A beneficiary of a will or an estate
The person with responsibilities in terms of the administration of an estate after a person’s death is the executor or personal representative. A beneficiary does not have the responsibilities that an executor does. The beneficiary is supposed to collect the assets allotted to them and play a minimal role in the estate administration process. In most cases, a beneficiary just has to wait for the administration process to be over and for the Personal Representative to distribute the assets. Beneficiaries don’t have to contribute to the administration process, and they do not have to pay any money to the executor or anyone else to receive their inheritance from the estate.
However, if there are discrepancies, non-fulfilment of duties and responsibilities or actual wrongdoing on the part of the Personal Representative or failure to administer the estate, the beneficiaries are the ones who are able to take action to ensure the administration of the estate is properly carried out and that everyone receives their just entitlements.
A beneficiary has a right to obtain a copy of the Will and they have a right to receive a Notice of Administration.
Beneficiaries have a right to see the inventory and to receive a detailed accounting filed by the Personal Representative and to receive the inventory of safe deposit boxes. If the Personal Representative has not filed an accounting, the beneficiaries have a right to compel the personal representative to do so.
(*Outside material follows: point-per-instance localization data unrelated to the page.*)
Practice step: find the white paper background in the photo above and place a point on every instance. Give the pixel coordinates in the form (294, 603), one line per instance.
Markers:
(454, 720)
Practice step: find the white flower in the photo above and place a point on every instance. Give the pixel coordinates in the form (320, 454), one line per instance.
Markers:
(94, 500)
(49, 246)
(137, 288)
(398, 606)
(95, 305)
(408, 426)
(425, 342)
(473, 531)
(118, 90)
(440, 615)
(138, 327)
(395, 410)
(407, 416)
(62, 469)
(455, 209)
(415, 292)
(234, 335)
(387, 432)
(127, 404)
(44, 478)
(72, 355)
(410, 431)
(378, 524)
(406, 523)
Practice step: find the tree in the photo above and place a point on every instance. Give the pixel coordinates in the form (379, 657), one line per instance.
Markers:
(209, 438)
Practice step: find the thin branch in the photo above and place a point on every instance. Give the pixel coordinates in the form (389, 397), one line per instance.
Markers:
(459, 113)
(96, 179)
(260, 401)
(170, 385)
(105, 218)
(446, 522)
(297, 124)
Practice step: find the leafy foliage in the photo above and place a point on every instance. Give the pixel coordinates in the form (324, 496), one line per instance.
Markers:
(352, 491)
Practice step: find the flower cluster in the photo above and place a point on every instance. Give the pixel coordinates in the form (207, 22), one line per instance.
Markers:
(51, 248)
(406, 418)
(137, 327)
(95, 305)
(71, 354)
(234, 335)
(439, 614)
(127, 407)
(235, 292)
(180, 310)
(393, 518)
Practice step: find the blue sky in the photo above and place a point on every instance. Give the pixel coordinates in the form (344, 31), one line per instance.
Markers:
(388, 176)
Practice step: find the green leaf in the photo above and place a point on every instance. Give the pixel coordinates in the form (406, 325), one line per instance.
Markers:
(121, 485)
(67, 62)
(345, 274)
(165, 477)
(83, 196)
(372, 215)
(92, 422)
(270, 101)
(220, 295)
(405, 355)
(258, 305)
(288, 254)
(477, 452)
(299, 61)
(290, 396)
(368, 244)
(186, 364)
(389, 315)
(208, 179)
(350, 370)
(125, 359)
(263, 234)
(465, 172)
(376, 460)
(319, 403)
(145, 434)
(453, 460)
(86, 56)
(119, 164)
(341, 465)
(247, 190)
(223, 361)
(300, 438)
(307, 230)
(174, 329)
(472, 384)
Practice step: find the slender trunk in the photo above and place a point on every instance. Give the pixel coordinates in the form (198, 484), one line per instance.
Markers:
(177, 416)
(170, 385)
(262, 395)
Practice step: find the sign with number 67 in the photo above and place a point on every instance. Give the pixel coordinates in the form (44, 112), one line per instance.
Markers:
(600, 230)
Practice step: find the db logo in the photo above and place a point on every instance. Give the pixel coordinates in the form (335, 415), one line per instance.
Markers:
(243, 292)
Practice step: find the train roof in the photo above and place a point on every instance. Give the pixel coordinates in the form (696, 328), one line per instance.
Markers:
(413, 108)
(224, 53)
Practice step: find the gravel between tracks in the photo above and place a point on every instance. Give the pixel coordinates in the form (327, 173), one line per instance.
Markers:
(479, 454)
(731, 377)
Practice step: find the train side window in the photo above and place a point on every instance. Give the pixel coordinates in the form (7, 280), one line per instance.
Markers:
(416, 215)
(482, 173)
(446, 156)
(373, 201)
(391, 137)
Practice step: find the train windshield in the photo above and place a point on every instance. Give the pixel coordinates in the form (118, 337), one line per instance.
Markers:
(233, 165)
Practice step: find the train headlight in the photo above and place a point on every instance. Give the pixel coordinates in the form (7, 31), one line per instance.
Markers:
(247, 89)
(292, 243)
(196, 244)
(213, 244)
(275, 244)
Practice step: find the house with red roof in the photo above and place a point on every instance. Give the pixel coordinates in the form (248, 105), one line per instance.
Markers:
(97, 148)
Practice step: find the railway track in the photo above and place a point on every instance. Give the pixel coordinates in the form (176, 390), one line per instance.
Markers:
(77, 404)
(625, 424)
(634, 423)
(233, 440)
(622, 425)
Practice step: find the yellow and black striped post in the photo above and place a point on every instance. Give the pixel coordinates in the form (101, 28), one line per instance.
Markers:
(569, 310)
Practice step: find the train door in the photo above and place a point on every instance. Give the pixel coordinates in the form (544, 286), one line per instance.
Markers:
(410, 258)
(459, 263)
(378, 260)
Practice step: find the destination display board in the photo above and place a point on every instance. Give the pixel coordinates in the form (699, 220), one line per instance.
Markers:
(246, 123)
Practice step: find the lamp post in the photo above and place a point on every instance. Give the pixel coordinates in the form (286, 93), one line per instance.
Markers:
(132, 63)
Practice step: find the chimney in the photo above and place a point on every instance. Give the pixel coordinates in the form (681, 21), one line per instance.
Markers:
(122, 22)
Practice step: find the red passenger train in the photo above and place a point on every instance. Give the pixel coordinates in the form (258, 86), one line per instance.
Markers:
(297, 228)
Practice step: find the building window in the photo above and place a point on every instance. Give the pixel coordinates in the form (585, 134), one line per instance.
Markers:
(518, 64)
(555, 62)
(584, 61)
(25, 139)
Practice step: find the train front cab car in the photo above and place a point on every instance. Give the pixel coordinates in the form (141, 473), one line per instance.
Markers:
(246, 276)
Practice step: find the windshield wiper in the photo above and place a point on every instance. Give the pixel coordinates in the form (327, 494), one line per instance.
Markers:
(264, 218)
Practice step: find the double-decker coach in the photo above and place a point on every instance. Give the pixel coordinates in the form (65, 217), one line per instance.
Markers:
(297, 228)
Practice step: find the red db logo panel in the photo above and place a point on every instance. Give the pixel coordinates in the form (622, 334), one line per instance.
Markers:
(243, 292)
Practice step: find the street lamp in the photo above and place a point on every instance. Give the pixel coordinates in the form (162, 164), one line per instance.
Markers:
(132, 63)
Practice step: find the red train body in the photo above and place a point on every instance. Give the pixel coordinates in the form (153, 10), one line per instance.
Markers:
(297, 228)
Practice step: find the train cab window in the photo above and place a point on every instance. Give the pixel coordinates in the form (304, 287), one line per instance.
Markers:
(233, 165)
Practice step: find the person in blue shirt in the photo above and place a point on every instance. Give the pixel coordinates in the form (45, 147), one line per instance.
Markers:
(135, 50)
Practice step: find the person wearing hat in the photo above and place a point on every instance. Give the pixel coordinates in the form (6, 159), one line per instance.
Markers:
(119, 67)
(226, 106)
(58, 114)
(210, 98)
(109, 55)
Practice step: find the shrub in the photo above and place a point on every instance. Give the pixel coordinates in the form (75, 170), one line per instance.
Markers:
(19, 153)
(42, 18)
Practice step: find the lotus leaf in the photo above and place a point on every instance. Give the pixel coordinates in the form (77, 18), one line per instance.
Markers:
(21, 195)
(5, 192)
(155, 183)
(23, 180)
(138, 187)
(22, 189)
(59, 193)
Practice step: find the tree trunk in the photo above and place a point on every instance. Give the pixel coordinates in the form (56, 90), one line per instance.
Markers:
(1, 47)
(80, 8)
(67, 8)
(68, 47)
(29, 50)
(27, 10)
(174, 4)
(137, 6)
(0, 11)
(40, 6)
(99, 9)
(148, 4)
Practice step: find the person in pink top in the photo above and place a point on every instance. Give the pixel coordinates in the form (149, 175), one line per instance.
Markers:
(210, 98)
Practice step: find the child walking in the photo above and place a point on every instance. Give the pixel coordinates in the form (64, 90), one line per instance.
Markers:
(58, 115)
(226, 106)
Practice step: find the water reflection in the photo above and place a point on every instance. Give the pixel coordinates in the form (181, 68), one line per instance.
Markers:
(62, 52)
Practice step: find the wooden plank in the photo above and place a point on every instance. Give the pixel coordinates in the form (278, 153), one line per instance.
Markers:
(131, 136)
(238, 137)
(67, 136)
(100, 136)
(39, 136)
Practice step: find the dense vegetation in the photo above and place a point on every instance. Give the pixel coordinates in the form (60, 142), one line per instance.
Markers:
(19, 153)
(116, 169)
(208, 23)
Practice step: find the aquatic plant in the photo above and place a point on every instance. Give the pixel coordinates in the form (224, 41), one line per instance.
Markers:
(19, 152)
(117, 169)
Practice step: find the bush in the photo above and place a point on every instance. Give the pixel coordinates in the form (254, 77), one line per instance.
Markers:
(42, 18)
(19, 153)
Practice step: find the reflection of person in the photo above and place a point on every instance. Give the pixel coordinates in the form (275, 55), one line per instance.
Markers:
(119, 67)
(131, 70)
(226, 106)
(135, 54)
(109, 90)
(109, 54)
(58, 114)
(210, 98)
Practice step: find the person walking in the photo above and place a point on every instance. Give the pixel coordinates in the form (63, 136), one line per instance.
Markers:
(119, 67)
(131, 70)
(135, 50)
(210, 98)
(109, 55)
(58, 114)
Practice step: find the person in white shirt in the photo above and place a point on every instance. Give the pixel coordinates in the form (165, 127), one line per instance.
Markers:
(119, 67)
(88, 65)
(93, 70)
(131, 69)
If a beneficiary believes that improper or inaccurate accounts have been filed they have a right to object to the accounting.
A beneficiary also has the right to petition for determination of homestead status of real property. This can be used to protect the primary residence of the deceased from the claims of creditors.
A trust beneficiary
A beneficiary must ensure that the trustee is administering the trust in good faith, in accordance with the best interests of beneficiaries and according to the purpose of the trust. A trustee must avoid conflicts of interest and self-dealing, and to reasonably limit trust expenses. A trustee owes a fiduciary duty to the beneficiary.
In order to accomplish the above, a beneficiary must participate actively in trust affairs. They must understand the purpose, nature and composition of the trust. A beneficiary generally has the right to be kept “reasonably informed of the trust and its administration.” This includes the right to receive an annual accounting from the trustee, which must provide a record of all transactions involving the trust and a statement of all gains, losses, distributions, and fees. The required disclosure of fees includes all fees paid by the trust to the trustee and any professionals hired by the trustee on the trust’s behalf. With this knowledge, a beneficiary should expect the trustee to be accountable to them for any breaches, improper management of the trust or improper dealings concerning trust assets or expenses.
A beneficiary may petition a court to void inappropriate transactions or to hold the trustee liable for losses incurred by the trust. They have the right to insist that the trustee protect trust assets—through appropriate legal action when necessary—and invest prudently. This may lead to the beneficiary to seek the removal of the trustee or to petition a court for appointment of a different trustee.
A beneficiary of a life insurance policy, a retirement account, a Payment on Death (POD) or a Transfer on Death (TOD)
The POD and TOD are instruments by which assets are vested in the beneficiary automatically after the owner dies without the need for probate or similar designations allowing an asset’s title to automatically pass to a named beneficiary upon the current owner’s death. In Florida, POD designations are commonly used for bank and money-market accounts and CD’s. TOD designations are typically associated with stocks, bonds, and brokerage accounts.
Retirement accounts, such as 401k’s and IRAs in Florida, also allow the owners to name a beneficiary to receive the contents of the accounts automatically after the owner’s death so that probate would not be necessary.
Life insurance beneficiaries have the right to receive a policy’s payout upon the death of the insured. With most policies, the beneficiary may choose amongst several payout options from single, lump-sum payment to an annuitized “life income” payout that provides regular guaranteed distributions for the rest of the beneficiary’s life.
If you are a beneficiary of a will, an estate, a trust, a retirement account or other such instruments it may be prudent to contact an Attorney-at-Law to be sure of your rights and responsibilities under your particular instrument and how best to ensure that your rights are being respected and your benefits are being distributed to you in a timely and proper manner.